Patexia Lead Data Engineer

Req. No.: PA1050
Title: Lead Data Engineer
Type: Full Time
Location: LATAM/EU (remote)

Patexia, a forward-thinking technology company specializing in intellectual property and patent solutions, is in search of a Lead Data Engineer to join our remote team. As a Lead Data Engineer, you will drive the utilization of advanced NLP tools and AI technologies to solve intricate challenges in entity resolution and patent data analysis.


Key Responsibilities:

  • Spearhead prompt engineering initiatives, leveraging OpenAI's ChatGPT, to address complex challenges in text processing effectively.
  • Utilize data engineering expertise, focusing on Google Cloud Platform (GCP) tools like BigQuery (BQ) and Google Cloud Storage (GCS), to ensure efficient data storage and retrieval.
  • Lead cross-functional teams in understanding project requirements, devising innovative solutions using NLP tools, and ensuring project success.
  • Seamlessly transition between Data Scientist, Data Analyst, and Data Engineer roles based on project demands.
  • Manage databases (SQL/NoSQL) for data management purposes and undertake essential data engineering tasks as required.
  • Articulate technical findings clearly and effectively communicate complex concepts to non-technical stakeholders.
  • Stay updated on the latest advancements in NLP technologies, evaluate their relevance to ongoing projects, and drive continuous innovation.
  • Document solutions comprehensively and actively contribute to knowledge sharing within the team.


Qualifications & Skills:


  • Proven experience in prompt engineering, with a strong emphasis on OpenAI's ChatGPT.
  • Proficiency in data engineering demonstrated through hands-on experience with GCP tools (BQ, GCS).
  • Solid understanding of NLP concepts and methodologies.
  • Ability to transition between Data Scientist, Data Analyst, and Data Engineer roles seamlessly.
  • Strong analytical abilities and adept problem-solving skills.
  • Excellent written and verbal communication skills.
  • Self-motivated and capable of working both independently and collaboratively within a remote team environment.

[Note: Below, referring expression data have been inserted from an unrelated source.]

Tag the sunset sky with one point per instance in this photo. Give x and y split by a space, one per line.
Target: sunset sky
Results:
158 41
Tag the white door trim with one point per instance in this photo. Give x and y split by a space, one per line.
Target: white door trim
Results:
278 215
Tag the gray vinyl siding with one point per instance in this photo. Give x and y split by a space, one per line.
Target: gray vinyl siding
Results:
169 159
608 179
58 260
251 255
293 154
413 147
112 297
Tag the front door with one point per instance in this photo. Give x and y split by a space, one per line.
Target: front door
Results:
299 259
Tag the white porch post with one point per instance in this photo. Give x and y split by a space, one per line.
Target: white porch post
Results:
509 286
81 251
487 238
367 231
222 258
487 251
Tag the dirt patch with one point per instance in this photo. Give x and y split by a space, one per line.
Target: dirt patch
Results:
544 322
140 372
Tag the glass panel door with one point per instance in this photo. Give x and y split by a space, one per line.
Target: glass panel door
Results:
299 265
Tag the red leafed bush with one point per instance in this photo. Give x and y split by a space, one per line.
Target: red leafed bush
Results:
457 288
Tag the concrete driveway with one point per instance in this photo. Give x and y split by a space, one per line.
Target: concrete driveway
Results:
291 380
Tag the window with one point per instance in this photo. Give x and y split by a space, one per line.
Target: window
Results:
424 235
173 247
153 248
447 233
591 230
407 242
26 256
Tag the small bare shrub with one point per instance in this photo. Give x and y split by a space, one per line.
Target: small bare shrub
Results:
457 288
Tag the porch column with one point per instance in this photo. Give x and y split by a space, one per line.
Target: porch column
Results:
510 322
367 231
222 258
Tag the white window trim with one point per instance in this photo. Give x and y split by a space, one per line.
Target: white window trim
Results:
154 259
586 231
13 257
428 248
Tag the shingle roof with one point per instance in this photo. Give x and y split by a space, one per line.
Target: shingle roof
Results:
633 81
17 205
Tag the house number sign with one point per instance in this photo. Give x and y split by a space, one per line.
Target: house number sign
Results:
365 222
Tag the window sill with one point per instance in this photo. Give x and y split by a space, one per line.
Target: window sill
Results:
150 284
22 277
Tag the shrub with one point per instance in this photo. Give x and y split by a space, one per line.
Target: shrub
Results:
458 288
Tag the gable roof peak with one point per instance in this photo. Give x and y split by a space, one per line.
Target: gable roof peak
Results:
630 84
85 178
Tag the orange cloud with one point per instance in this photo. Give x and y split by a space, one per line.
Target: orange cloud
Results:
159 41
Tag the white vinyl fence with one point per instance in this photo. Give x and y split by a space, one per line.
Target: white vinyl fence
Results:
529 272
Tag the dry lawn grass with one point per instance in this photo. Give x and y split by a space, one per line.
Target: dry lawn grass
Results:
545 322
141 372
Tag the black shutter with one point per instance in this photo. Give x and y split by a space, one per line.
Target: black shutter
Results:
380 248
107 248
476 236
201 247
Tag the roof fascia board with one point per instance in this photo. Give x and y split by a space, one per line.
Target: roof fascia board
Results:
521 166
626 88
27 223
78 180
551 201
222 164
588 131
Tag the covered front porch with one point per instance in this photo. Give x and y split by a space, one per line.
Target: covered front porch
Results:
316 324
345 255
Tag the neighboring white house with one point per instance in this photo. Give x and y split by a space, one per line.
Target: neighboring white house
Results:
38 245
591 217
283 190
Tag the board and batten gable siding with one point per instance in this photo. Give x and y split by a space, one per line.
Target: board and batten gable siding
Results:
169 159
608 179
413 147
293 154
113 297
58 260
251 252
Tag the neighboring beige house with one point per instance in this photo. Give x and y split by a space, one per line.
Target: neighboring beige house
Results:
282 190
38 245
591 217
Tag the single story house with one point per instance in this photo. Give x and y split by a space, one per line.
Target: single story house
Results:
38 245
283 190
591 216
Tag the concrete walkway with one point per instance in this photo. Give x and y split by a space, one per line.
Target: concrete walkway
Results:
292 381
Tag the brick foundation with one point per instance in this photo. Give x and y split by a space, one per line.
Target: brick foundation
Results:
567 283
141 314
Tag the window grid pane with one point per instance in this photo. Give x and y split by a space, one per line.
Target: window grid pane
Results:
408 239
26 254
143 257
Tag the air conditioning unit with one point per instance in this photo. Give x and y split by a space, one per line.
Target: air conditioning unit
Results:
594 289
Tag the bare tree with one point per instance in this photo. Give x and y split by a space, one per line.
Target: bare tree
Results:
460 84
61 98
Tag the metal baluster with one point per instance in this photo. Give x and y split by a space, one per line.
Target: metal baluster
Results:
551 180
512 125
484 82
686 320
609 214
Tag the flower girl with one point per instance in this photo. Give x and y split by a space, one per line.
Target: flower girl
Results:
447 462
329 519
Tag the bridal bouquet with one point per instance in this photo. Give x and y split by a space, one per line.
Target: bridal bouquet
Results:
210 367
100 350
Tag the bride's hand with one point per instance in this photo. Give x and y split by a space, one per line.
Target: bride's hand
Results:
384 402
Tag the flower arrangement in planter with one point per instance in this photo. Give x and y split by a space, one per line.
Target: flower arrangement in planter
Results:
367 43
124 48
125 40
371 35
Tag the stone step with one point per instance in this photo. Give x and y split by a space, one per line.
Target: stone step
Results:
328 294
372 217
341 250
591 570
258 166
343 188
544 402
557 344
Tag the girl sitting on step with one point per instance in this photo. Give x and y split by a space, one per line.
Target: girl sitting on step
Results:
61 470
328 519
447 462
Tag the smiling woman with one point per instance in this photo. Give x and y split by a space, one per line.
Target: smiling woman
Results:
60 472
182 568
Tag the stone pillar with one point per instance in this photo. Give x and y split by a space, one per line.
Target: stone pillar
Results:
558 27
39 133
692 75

  • Familiarity with advanced NLP techniques such as Regression Analysis, BERT, LLaMa, Transformers, and LSTM.
  • Experience with BigQuery Machine Learning (BQ ML) and vector databases.
  • Knowledge of Google Dataflow and Google Dataproc for data processing tasks.


We are particularly interested in candidates who have experience leading engineering teams and a track record of successfully implementing solutions on projects similar to our tech stack: React, Next.js, TypeScript, PHP, Python, and GCP.